Der Anti-Folter Ausschuss des Europarates hat die mangelnde psychiatrische Versorgung in einigen deutschen Justizvoll­zugs­anstalten kritisiert. Über die teilweise lange Einzelhaft von Häftlingen äußerte sich das Komitee zur Ver­hütung von Folter und unmenschlicher oder erniedrigender Behandlung oder Strafe des Europarats (CPT) in einem Bericht besorgt.

Wanne-Eickel, in der Kunstkirche St. Laurentius. Der Gefangene von Christian Rohlfs (1918). Auffällig: Die Gitterstäbe scheinen dort zu brechen, wo der Unfreie sie mit Stirn und mit Brust berührt. Ein Hoffnungszeichen.

In den zwei besuchten Justizvollzugsanstalten Bayreuth und Gelsenkirchen sei die psychiatrische Versorgung „besorgniserregend“ gewesen, heißt es in dem Bericht.
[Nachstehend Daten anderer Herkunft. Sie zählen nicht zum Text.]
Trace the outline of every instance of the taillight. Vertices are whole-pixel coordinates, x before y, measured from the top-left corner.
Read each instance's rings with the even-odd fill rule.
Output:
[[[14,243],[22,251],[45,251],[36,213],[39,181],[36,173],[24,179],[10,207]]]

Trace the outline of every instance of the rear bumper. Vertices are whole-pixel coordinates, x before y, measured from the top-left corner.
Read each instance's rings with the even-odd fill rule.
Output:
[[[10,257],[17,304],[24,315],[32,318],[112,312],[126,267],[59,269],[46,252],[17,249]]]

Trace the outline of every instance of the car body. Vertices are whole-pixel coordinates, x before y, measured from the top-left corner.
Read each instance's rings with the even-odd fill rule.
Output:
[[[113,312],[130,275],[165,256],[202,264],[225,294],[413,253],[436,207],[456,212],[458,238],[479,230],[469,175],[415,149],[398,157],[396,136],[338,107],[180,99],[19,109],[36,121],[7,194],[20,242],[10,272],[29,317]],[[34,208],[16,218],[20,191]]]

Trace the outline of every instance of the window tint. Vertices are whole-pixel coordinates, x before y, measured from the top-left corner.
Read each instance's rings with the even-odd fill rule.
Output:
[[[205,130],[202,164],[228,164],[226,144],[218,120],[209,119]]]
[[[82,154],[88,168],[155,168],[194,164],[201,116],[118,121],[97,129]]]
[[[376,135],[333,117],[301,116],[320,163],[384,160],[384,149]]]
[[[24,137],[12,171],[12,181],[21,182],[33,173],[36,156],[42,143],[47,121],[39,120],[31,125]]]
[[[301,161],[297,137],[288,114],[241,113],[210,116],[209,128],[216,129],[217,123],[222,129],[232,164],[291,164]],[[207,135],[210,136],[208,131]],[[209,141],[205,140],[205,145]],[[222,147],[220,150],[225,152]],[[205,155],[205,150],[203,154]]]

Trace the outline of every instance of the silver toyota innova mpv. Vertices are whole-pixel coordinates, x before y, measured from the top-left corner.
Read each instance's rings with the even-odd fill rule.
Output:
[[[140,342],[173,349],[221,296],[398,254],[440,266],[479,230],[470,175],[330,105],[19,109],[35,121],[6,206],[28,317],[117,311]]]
Dort sei die Ausstattung mit Psychiatern „eindeutig un­zureichend“. Die Haftanstalten hätten zudem „große Schwierigkeiten, Häftlinge mit akuten psychischen Proble­men in ein angemessenes therapeutisches Umfeld zu verlegen“. Zudem bemängelte das CPT, dass in den Justizvollzugsanstalten Celle und Lübeck Häftlinge in Einzelhaft übli­cherweise rund 22 Stunden ohne Kontakt zu anderen Menschen in ihren Zellen verbrächten und ihnen nur äußerst begrenzter Kontakt zu anderen Menschen zugestanden werde.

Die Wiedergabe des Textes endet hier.